Unnamed: 0,weight_decay,val_acc,train_loss,val_loss
0,0.0,97.98,0.033797,0.122423
1,0.0001,97.79,0.040454,0.083753
2,0.001,97.73,0.071043,0.071412
3,0.01,95.61,0.169062,0.151116
4,0.1,90.44,0.470033,0.433612
5,0.3,85.04,0.819912,0.791775


The validation accuracy is lower after using L2 regularization.

## Q3.4 

Dropout

In [7]:
def get_model_v2(M = 300, p=0):
    modules = []
    modules.append(nn.Linear(28*28, M))
    modules.append(nn.ReLU())
    if p > 0:
        modules.append(nn.Dropout(p))
    modules.append(nn.Linear(M, 10))
    return nn.Sequential(*modules).cuda()

In [8]:
drop_prob = [0.0, 0.2, 0.5, 0.6, 0.8]
M = 300
lr = 1e-3
n_epoch = 20
val_acc_list = []
val_loss_list = []
train_loss_list  = []

for p in drop_prob:
    net2 = get_model_v2(M, p)
    optimizer = optim.Adam(net2.parameters(), lr=lr)
    val_acc, val_loss, train_loss = train_model(train_loader,
                                                test_loader, 
                                                num_epochs = n_epoch, 
                                                model=net2,
                                                optimizer = optimizer)
    val_acc_list.append(val_acc)
    val_loss_list.append(val_loss)
    train_loss_list.append(train_loss)

In [9]:
val_acc_table4 = pd.DataFrame({'drop_prob': drop_prob, 
                               'val_acc': val_acc_list,
                               'val_loss': val_loss_list,
                               'train_loss': train_loss_list}).\
                    sort_values('val_acc', ascending=False).\
                    reset_index(drop=True)
val_acc_table4[['drop_prob', 'val_acc', 'train_loss', 'val_loss']]

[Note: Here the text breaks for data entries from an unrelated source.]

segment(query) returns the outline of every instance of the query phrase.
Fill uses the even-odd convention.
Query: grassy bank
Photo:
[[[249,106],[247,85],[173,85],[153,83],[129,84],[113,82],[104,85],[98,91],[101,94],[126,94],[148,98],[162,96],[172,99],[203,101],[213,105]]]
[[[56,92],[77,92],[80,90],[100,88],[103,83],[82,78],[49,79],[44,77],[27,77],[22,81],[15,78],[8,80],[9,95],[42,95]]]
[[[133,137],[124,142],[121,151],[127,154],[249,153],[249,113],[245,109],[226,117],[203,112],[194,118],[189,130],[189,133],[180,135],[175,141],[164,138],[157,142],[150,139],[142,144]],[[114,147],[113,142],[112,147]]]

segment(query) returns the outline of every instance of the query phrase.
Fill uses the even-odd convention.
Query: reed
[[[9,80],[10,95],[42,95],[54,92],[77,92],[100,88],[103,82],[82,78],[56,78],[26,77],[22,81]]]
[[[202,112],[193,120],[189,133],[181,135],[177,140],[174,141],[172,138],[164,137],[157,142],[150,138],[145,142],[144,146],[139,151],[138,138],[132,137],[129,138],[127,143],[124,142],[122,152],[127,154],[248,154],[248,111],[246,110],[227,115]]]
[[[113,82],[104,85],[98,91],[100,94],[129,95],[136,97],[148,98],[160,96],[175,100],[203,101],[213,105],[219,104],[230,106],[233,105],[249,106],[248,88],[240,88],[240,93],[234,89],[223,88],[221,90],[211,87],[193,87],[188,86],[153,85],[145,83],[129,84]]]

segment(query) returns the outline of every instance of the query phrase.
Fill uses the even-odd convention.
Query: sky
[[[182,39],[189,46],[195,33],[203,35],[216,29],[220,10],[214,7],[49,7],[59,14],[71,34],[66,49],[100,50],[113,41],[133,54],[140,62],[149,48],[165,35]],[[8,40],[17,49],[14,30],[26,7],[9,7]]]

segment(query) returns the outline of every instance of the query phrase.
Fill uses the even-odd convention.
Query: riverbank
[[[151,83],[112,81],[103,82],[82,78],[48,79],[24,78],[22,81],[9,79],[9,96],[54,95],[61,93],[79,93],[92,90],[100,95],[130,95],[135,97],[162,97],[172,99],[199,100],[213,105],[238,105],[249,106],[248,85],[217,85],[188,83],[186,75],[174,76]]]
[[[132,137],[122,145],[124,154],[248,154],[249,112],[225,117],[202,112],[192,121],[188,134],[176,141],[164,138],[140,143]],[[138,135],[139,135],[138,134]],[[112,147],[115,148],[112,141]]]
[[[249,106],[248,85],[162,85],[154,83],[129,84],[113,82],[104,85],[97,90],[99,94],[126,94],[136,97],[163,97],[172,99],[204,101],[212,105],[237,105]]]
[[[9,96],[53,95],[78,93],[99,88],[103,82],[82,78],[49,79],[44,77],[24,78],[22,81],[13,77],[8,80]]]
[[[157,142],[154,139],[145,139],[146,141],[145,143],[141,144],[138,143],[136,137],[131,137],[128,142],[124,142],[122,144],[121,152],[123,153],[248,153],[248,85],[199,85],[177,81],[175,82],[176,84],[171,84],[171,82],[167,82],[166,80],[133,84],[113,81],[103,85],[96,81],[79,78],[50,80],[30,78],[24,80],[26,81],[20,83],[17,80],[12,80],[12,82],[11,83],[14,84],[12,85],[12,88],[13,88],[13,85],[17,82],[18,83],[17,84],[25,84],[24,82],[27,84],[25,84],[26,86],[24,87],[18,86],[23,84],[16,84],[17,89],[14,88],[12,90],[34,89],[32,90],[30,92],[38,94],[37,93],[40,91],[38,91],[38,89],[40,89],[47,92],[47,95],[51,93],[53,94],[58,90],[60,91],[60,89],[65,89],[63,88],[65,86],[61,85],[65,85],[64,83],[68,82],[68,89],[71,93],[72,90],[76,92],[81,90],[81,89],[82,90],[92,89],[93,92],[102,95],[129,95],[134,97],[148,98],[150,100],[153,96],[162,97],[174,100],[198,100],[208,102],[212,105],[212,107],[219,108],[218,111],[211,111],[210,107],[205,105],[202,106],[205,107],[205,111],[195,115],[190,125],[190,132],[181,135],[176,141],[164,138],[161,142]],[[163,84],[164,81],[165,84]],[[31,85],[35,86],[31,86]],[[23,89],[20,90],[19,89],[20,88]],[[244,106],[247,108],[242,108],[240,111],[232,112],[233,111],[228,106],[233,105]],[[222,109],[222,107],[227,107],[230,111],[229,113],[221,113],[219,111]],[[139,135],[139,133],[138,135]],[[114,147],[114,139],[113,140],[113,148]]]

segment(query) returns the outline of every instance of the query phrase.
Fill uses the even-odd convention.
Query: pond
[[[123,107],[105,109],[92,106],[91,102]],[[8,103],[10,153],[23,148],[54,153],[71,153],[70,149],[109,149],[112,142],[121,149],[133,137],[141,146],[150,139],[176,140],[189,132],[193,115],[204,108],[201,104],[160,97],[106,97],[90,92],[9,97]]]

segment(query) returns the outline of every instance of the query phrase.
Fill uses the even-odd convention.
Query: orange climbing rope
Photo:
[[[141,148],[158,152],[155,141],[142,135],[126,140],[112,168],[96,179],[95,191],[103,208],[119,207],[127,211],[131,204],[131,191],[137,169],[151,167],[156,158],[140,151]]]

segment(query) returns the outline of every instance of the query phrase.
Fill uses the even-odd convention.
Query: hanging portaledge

Unnamed: 0,drop_prob,val_acc,train_loss,val_loss
0,0.6,98.2,0.0424,0.102656
1,0.0,98.17,0.033304,0.105755
2,0.8,97.96,0.054519,0.114012
3,0.5,97.8,0.039437,0.131167
4,0.2,97.72,0.035075,0.135168


- We can see that drop_prob=0.6 achieves the best performance, and performs better than the model without dropout layer. 
- With a dropout rate 0.6, the model achieves the balance between bias and variance. That is the reason it performs best.
- Compared to L2 regularization, dropout has better accuracy.

## Q3.5 

Build a 3 layer neural network.

In [11]:
def get_model_v3():
    net = nn.Sequential(
                        nn.Linear(28*28, 512),
                        nn.ReLU(),
                        nn.Dropout(0.2),
            
                        nn.Linear(512, 512),
                        nn.ReLU(),
                        nn.Dropout(0.2),
                        
                        nn.Linear(512, 10)
                      )
    return net.cuda()

net3 = get_model_v3()
optimizer = optim.Adam(net3.parameters(), lr=1e-3)
val_acc, val_loss, train_loss = train_model(train_loader, 
                                            test_loader, 
                                            num_epochs=20, 
                                            model=net3, 
                                            optimizer=optimizer)

In [12]:
print(val_acc)

98.36


With a typical 3 layers neural network, we achieve 98.36% accuracy.